Three tools defined in the agent's tool set: create_temp_email generates a disposable inbox on demand, wait_for_verification_code polls that inbox for an OTP or verification link and returns it, and check_email_inbox reads full email contents including HTML body. These are first-class tools the AI agent can call directly from natural language test steps, with no external service setup required.
How do you test email verification in manual Playwright?
You integrate a third-party email service like Mailosaur, Mailhog, or Ethereal. Then you write helper functions to create inboxes via API, poll for incoming emails with retry logic, parse the HTML body to extract verification codes, and pass them back to the browser test. This typically adds 50 to 100 lines of setup code plus per-service API credentials.
Does Assrt support testing two-factor authentication flows?
Yes. You write a step like 'Wait for the verification code in the email inbox' and the agent calls wait_for_verification_code, which polls the disposable inbox until a message arrives. Once it extracts the code, the agent types it into the OTP input field on the page. The entire 2FA flow is handled without any custom code.

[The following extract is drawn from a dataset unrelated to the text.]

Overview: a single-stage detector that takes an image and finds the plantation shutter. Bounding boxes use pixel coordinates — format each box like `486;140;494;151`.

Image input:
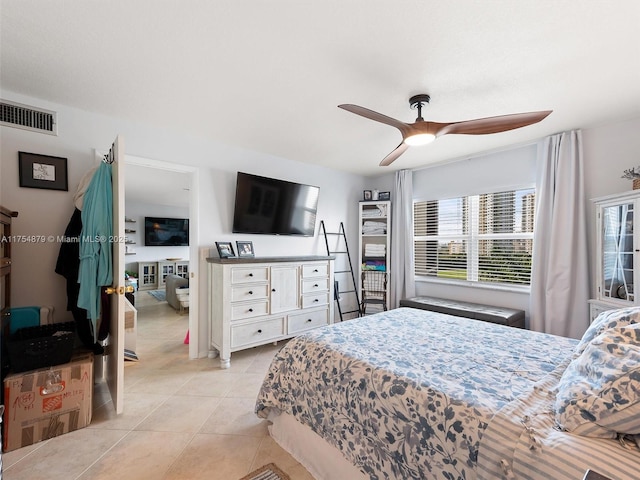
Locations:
414;189;535;285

Can Assrt test OAuth and SSO login flows?
Assrt can test any flow that happens in a browser. For OAuth redirects, the agent follows the redirect chain, interacts with the provider's login form, and returns to your app. If the OAuth flow sends a verification email, the built-in email tools handle that part. SSO flows that require SAML or enterprise IdP configuration need the IdP to be accessible from the test environment.
What is the suggest_improvement tool?
Unlike manual Playwright tests which only report pass or fail, Assrt's agent can call a suggest_improvement tool to flag UX issues it notices during testing. The structured output includes a title, severity level, and description. For example, if a form submission shows no loading state, the agent may flag 'No visual feedback after form submit' as a major improvement. Manual Playwright tests will never tell you about UX problems you didn't explicitly assert.
Is Assrt free to use?
Yes. Assrt is MIT licensed and ships as an npm package (@assrt-ai/assrt). You pay only for the LLM API calls that power the agent, typically a few cents per test scenario. There is no subscription, no seat pricing, and no vendor lock-in. Manual Playwright is also free, but the engineering time to write and maintain tests is the real cost.
Can I use Assrt and Playwright together?
Absolutely. Assrt runs on Playwright MCP under the hood. You can use Assrt for full-flow tests that cover signup, email verification, and happy paths, while keeping manual Playwright tests for performance-critical paths, visual regression, or cross-browser coverage (Firefox, WebKit) that Assrt does not support yet.